One of the biggest risks here, is failing to communicate and recognise that the cost of an associate has changed. Firms and associates are trapped in a cycle; associates are unhappy, so demand more money. The firm raises salaries, but also raises hours to match, which increases pressure on associates. They then face a stark choice; leave to join a Pacesetter firm with slightly higher hours but much higher rewards or join a Career firm with significantly lower billing pressure, better work/life balance but less financial reward.
The issue of attrition highlights why this is a real threat to many firms. For the Pacesetter firms, there is an “up or out” culture. Associates leaving is an essential part of the model as there were not partnership spaces available for all the associates.
At the other extreme, Career firms are retaining their associates and reported very low attrition. They are supportive of a variety of career choices. Part time, job share, pausing a career at a stage, not having to either progress or to leave the firm.
It is Mainstream firms who are reporting the highest attrition.
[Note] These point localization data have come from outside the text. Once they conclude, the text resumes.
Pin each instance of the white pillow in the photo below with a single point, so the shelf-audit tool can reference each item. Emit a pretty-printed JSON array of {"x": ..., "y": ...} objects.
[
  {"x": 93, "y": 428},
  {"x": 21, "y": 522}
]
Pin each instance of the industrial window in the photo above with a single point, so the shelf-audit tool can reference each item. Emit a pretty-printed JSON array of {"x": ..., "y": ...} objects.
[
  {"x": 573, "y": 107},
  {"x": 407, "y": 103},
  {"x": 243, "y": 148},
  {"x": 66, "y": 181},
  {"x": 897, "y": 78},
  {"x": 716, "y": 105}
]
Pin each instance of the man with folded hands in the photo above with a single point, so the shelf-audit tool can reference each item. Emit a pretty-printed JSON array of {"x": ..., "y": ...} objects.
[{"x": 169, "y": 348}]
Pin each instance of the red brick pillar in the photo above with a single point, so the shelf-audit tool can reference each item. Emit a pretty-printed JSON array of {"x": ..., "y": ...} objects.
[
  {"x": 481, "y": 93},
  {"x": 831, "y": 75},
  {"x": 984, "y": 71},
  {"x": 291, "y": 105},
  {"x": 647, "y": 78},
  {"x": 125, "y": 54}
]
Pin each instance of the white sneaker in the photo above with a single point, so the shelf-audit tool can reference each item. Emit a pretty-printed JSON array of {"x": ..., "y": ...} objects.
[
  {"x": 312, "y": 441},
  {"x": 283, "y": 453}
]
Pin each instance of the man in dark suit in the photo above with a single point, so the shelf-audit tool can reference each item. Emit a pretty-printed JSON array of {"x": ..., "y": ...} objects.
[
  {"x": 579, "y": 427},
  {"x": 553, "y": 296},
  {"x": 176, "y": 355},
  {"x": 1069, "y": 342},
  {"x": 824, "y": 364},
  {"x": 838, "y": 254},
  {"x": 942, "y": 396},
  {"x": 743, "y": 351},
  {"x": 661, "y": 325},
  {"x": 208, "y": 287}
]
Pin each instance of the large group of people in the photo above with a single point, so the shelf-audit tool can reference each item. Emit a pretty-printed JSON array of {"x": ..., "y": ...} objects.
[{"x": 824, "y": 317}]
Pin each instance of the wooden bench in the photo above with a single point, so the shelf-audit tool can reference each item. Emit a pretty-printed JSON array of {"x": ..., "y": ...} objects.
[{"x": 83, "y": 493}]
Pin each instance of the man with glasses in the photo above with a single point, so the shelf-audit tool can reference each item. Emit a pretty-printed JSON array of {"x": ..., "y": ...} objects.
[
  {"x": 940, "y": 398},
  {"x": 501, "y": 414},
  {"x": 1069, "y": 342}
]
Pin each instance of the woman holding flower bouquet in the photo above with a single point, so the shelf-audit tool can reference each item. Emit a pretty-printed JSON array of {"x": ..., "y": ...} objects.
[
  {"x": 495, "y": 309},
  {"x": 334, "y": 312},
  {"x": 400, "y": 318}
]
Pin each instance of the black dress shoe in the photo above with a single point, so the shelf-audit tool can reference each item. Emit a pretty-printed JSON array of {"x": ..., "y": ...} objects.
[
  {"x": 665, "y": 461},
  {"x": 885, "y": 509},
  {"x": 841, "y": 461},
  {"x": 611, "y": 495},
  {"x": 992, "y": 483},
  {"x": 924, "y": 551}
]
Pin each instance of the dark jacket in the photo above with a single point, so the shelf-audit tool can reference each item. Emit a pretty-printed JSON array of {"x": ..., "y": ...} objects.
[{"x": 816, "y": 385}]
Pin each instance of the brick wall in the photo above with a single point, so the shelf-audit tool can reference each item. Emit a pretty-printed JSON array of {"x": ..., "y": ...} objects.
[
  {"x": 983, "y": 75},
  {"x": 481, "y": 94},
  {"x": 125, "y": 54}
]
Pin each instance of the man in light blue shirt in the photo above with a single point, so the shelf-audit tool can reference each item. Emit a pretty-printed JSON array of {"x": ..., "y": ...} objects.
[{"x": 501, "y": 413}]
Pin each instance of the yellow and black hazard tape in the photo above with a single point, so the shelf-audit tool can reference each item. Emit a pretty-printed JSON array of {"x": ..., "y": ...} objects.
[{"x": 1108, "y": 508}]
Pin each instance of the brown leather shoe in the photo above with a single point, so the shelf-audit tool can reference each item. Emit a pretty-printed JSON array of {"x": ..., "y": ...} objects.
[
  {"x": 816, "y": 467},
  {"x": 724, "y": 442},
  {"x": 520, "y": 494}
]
Some associates are leaving for the higher pay and higher hours available at Pacesetter firms while others decided to slow down, trading lower pay for better work/life balance by moving to a Career firm.
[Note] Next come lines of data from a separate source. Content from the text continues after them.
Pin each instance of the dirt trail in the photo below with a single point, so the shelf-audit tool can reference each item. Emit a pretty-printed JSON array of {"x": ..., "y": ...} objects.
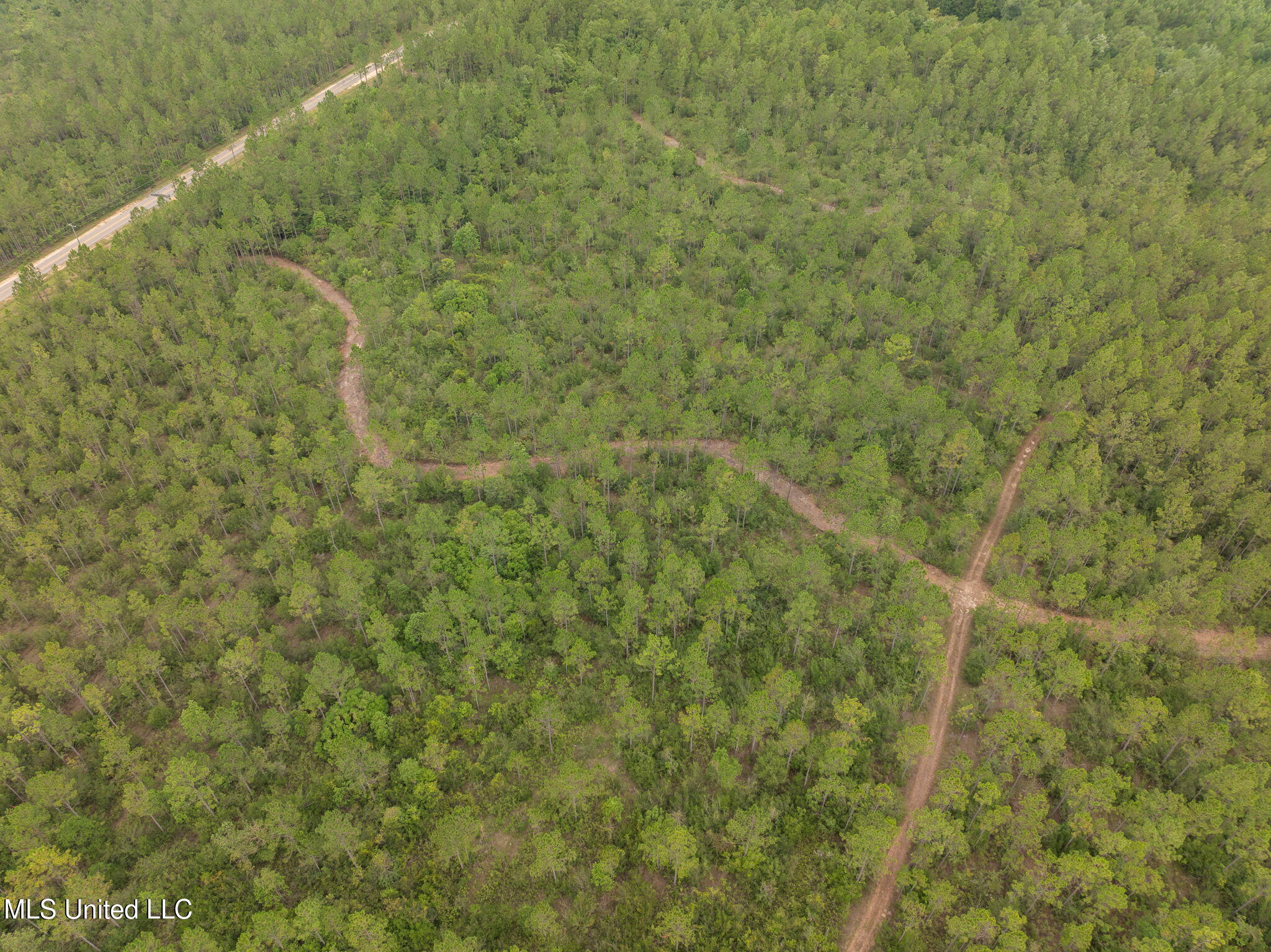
[
  {"x": 802, "y": 503},
  {"x": 965, "y": 594},
  {"x": 353, "y": 394},
  {"x": 861, "y": 932},
  {"x": 673, "y": 143}
]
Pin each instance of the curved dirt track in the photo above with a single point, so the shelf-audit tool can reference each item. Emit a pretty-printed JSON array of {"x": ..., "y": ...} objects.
[
  {"x": 673, "y": 143},
  {"x": 861, "y": 932},
  {"x": 965, "y": 594},
  {"x": 353, "y": 394}
]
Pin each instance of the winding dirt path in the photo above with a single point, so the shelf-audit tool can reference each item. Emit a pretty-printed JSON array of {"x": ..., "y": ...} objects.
[
  {"x": 353, "y": 394},
  {"x": 966, "y": 594},
  {"x": 673, "y": 143},
  {"x": 862, "y": 930}
]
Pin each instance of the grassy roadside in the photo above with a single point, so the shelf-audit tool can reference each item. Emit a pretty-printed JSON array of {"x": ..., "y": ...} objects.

Law firms will need to continue evolving what they offer associates to effectively recruit and retain talent.
For the Pacesetter firms, their current model relies on Private Equity and other high end work continuing to pay for the client service and high pressure work they provide. There is currently still a huge amount of ‘dry powder’ the funds that Private Equity firms globally have still to invest, but inflation and rising interest rates or a recession could change that.
The Career firms seem to have found a sustainable model but it is perhaps not for everyone. Many ambitious associates and partners may find that these firms are not rewarding enough financially. Boards can feel they are ‘hostages’ to the rain-maker partners who demand higher growth and PEP or threaten to leave. This situation will feel familiar to many. Many acknowledged this situation, with one having the courage to call the bluff of the rainmaker…who ended up staying. The Career firms will also need to keep an eye on both their profitability and the impact of economic downturn.
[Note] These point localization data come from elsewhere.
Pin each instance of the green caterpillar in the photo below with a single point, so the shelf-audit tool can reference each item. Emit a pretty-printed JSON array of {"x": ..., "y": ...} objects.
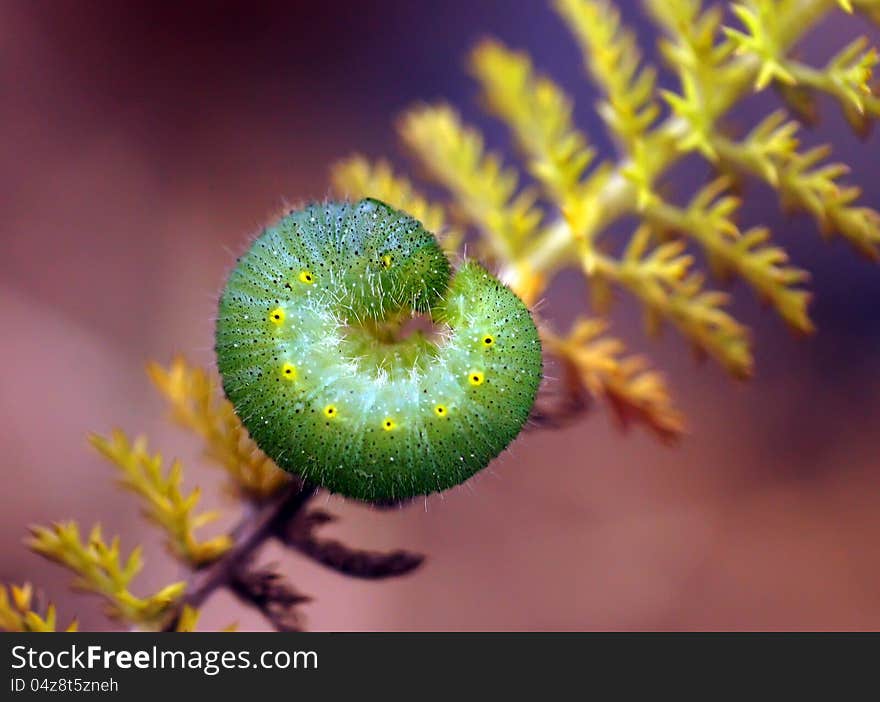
[{"x": 313, "y": 353}]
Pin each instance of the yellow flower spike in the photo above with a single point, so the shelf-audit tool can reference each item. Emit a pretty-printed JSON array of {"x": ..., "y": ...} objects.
[{"x": 277, "y": 316}]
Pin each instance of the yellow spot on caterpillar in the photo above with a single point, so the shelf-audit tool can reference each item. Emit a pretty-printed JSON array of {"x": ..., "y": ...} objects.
[{"x": 276, "y": 316}]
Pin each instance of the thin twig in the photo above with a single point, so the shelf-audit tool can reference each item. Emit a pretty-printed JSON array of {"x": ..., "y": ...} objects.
[
  {"x": 357, "y": 563},
  {"x": 251, "y": 533}
]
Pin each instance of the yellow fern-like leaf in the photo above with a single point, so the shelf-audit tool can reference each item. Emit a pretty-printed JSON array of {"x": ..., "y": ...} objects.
[
  {"x": 196, "y": 404},
  {"x": 539, "y": 115},
  {"x": 165, "y": 504},
  {"x": 17, "y": 613},
  {"x": 708, "y": 219},
  {"x": 635, "y": 393},
  {"x": 485, "y": 191},
  {"x": 99, "y": 569},
  {"x": 662, "y": 279},
  {"x": 612, "y": 56}
]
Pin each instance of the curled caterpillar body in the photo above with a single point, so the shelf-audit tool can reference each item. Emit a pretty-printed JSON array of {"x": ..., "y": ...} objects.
[{"x": 313, "y": 356}]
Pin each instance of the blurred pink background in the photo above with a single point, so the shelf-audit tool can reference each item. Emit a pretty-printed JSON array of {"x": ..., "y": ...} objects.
[{"x": 142, "y": 143}]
The Mainstream firms face the biggest challenge. They need to define and communicate a compelling offer to current and prospective associates. They cannot compete purely on financial rewards because the Pacesetters can and will pay more. Mainstream firm will also struggle to compete on non-financial benefits as they are being outflanked by the Career firms.
Some are already focusing on what they can offer to set them apart – for example, a focus on the professional development and training that they can “offer”. International opportunities, secondment relationships and alternative career paths are all carrots that could enhance their offer to staff. They work with a broad range of clients and are usually large enough to offer professional development through learning on the job and working with partners, something that should appeal to younger recruits. Pacesetters are, candidly, more focussed on chargeable hours, while Career firms may simply not be able to offer the same range of clients and work.
The next 12 to 24 months will be critical. We will have to watch to see which way Mainstream firms go and which ones are able to find service delivery models that are attractive to prospective associates.